O incremento dos investimentos e pesquisas na construção civil também implicou na redução dos custos relativos de concretos de características diferenciadas, como os de alta resistência e desempenho, resultando em estruturas mais arrojadas e duráveis, embora a maior esbeltez de seus elementos construtivos demande atenção especial para o quesito: deformações.

4. Conclusão.

A beleza arquitetônica do concreto aparente e o aperfeiçoamento tecnológico são fatores que contribuem para fomentar a criatividade dos arquitetos e o arrojo dos engenheiros, estabelecendo condições técnicas para a concepção de novos ícones urbanos e arquitetônicos, bem como para a recuperação dos existentes.

Entretanto, qualquer que seja a construção, a preocupação com a manutenção posterior deve estar presente desde a fase de projeto, de forma a assegurar vida útil dentro dos preceitos normativos vigentes.
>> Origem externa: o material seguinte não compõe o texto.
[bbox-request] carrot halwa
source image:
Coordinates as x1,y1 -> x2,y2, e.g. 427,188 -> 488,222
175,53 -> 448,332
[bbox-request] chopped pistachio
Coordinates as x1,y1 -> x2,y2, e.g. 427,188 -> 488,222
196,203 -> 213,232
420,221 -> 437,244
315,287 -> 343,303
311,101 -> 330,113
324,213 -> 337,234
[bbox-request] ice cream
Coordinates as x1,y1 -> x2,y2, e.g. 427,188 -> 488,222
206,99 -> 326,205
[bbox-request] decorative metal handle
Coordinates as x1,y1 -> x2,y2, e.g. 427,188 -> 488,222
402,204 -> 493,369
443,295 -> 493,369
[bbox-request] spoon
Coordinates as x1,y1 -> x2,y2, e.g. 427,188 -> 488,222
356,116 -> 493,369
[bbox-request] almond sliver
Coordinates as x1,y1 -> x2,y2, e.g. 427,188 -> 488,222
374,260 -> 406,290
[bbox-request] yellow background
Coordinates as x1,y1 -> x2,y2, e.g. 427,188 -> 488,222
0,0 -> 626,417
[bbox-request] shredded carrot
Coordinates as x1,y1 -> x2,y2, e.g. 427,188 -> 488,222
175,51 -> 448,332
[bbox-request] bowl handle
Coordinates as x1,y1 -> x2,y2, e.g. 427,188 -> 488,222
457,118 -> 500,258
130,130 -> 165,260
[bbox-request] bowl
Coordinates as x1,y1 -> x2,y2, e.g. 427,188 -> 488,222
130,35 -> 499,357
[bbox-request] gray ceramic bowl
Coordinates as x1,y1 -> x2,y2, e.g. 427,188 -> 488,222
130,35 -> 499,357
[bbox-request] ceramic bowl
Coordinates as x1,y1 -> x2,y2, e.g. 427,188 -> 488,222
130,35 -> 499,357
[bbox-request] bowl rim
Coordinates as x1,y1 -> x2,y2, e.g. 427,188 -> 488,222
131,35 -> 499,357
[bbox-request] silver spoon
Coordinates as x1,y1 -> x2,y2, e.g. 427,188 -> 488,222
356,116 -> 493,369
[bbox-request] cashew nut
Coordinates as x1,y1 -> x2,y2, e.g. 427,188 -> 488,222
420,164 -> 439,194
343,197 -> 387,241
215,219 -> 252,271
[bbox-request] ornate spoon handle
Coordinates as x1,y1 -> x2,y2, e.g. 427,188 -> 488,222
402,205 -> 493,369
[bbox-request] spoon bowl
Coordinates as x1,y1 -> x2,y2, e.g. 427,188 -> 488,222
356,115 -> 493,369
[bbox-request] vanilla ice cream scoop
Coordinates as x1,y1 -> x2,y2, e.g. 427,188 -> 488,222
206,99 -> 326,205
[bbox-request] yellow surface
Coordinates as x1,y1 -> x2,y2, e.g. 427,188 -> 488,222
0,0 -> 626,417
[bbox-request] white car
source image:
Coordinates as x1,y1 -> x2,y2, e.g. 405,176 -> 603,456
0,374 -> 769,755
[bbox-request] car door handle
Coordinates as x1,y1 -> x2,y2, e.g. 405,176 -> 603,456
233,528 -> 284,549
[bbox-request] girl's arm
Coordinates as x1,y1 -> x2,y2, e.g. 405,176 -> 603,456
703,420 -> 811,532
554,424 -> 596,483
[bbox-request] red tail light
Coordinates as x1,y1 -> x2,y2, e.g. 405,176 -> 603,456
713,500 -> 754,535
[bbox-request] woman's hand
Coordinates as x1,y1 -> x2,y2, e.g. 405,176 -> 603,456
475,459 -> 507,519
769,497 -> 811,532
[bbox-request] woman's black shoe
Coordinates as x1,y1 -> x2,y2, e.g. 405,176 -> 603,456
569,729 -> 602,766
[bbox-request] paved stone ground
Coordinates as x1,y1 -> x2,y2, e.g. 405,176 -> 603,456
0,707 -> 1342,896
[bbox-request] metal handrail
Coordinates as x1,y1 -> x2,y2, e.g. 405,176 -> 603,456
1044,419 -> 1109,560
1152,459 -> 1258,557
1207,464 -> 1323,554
Cuidados especiais devem ser adotados, por exemplo, em relação aos vínculos entre elementos estruturais e de vedação, bem como devem ser previstas soluções de fachada que reduzam o risco de infiltrações.

Por fim, ao projeto e execução bem articulados e concluídos, deve ser somada a manutenção compatível e continuada. Com isso, não apenas os significativos exemplos de obras modernistas, em concreto aparente, continuarão a ser apreciados e, principalmente, utilizados pela sociedade, como qualquer outro patrimônio público ou privado.